Fato é que ele ficou tão irritado com seu erro que foi direto par ao seu apartamento e não se ouviu falar dele até o dia seguinte. Aliás, não se pode falar de Mônaco sem falar de Senna. Ainda na sua primeira temporada na F1, Senna chamou a atenção de todos conduzindo a fraquíssima Toleman sob um temporal. Numa decisão meio confusa, a direção de prova optou por interromper a corrida dando a vitória a Prost. Senna ficou em segundo e conquistou seu primeiro pódio.


Senna venceria em 87, 89, 90, 91, 92 e 93, sendo aclamado “o rei de Mônaco”. Antes dele, Graham Hill havia faturado o GP 5 vezes.

Mas nada de saudosismo, o post é sobre Mônaco...

Outro acidente muito grave aconteceu aqui, logo depois do túnel, ponto de maior velocidade do circuito.

Em 94, nos treinos para a corrida seguinte à morte de Senna e Roland Ratzemberg, o austríaco Karl Wendlinger perdeu o controle da Sauber a 280km/h, varou a chicane e espatifou-se na proteção de pneus. O piloto ficou semanas em coma mas sobreviveu. Peter Sauber decidiu retirar da corrida seu outro piloto, Frentzen, alegando falta de segurança no circuito. Jura?!?


Nesse mesmo local, bem mais recentemente, em 2008, Kimi Raikkonen também perdeu o controle na freada e acabou com a corrida de Adrain Sutil, que rumava para marcar seus primeiros pontos e os da recém-ingressa Force India.

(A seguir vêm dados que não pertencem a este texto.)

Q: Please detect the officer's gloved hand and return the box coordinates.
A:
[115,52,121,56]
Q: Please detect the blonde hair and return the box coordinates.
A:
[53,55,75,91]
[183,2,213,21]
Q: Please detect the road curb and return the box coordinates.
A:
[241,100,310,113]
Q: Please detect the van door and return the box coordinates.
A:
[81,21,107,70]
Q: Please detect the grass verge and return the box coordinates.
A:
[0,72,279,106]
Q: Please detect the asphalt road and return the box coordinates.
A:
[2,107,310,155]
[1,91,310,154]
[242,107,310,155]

Um GP marcado por acidentes foi o de 1996, quando apenas quatro carros cruzaram a linha de chegada. Tendo largado em décimo quarto, o francês Olivier Panis conquistou a sua única vitória e a última da equipe também francesa Ligier, antes de ser vendida para Prost.

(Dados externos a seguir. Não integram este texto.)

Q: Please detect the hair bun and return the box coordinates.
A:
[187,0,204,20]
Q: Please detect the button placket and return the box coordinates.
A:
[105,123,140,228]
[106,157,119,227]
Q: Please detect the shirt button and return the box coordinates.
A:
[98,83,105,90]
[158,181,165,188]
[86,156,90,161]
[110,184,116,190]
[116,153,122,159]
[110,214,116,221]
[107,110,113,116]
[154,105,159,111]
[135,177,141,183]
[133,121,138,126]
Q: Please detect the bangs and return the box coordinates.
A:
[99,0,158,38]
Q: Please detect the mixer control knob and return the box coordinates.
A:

Outro ponto interessante da pista é a La Rascasse, palco de duas brigas entre Alonso e Schumacher. Eu não fazia ideia, mas essa curva tem esse nome graças a um bar/restaurante/boate que fica ali.

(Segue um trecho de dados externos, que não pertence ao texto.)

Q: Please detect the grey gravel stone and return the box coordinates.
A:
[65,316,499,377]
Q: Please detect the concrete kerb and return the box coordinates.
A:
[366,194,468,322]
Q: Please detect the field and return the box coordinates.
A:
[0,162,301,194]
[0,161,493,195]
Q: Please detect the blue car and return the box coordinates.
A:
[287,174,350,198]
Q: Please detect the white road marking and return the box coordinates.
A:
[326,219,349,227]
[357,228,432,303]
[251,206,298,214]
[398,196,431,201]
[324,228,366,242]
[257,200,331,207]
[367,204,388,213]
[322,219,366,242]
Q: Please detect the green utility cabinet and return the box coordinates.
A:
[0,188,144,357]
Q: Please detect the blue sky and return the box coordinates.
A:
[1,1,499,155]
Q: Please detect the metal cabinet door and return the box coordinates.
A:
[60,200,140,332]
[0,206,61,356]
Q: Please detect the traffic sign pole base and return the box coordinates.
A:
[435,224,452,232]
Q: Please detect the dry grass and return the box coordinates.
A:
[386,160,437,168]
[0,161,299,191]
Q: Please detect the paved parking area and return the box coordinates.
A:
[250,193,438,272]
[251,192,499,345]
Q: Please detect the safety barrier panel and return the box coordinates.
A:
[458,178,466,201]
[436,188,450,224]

Foi nesse ponto que, durante os treinos de classificação para 2006, Schumacher, após marcar o melhor tempo, deliberadamente estacionou a Ferrari para evitar que Alonso, que vinha atrás dele com as duas melhores parciais da pista, tomasse a pole.


Nesse ano, outro capítulo. Após a lambança de Trulli sobre o pobre Chandok, quando o safety car retornou aos boxes, Schumacher ultrapassou Alonso na mesma Rascasse. Após alguma polêmica e considerações sobre as duas formas de avaliar o regulamento, o alemão foi punido com 20 segundos a mais sobre o tempo final.

Um outro acidente que ajudou a definir o término da corrida deste ano foi o de Barrichello. A bandeira amarela provocada pelo “pé de chinelo”, Barrica ou seja lá como queiram chamá-lo, pôs todos os pilotos mais uma vez juntos e deu mais emoção à corrida, pelo menos isso. Alegando um problema na suspensão, Rubinho escapou na Beau Rivage e, como ele mesmo disse em seu Twitter, deixou um “autógrafo” no muro. Na verdade, dois deles.


Mais ou menos no mesmo ponto, ainda no sábado pela manhã, Alonso perdeu o controle da Ferrari e destruiu o carro no muro. O estrago foi tanto que não foi possível fazer os reparos a tempo, tanto que o espanhol não participou da classificação e teve que largar dos boxes.


Outro acidente relativamente grave aconteceu em 87. Também no mesmo ponto, Durante os treinos Christian Danner da Zakspeed fechou a Ferrari de Michele Alboreto. O carro do italiano capotou, pegou fogo mas o piloto nada sofreu, já o alemão foi excluído da corrida. Justamente, convenhamos.


Como o assunto é acidentes e eu sei que a galera gosta de ver o osso, achei um vídeo bem instrutivo para exemplificar os perigos de andar em Mônaco.


Hoje, no entanto, os dispositivos de segurança, barreiras absorvedoras de impactos, “crash-tests” e todas as novas regras de segurança tornaram os GP’s bem menos perigosos. Eu separei alguns vídeos que mostram a (falta de) segurança dos velhos tempos. Antes de técnica, o piloto tinha que ter coragem. Em 1966 foi lançado o que talvez seja o melhor e mais fiel filme de Fórmula 1 de todos os tempos. Justamente pela precariedade das proteções e pela inovadora técnica de câmeras on-board, nós podemos ter uma boa noção do quão macho o piloto tinha que ser para domar aquelas máquinas, passando por trechos que mais pareciam ruas de uma cidade qualquer com pedestres nas calçadas e raspando no meio-fio.




Diz que não arrepia!!

Alguns desses carros ainda estão "vivos” e participam de competições. Uma delas acontece anualmente também em Mônaco e misturam modelos de várias épocas. E nem pense que os pilotos aliviam.


Então, minha euforia em estar lá não se justifica?!?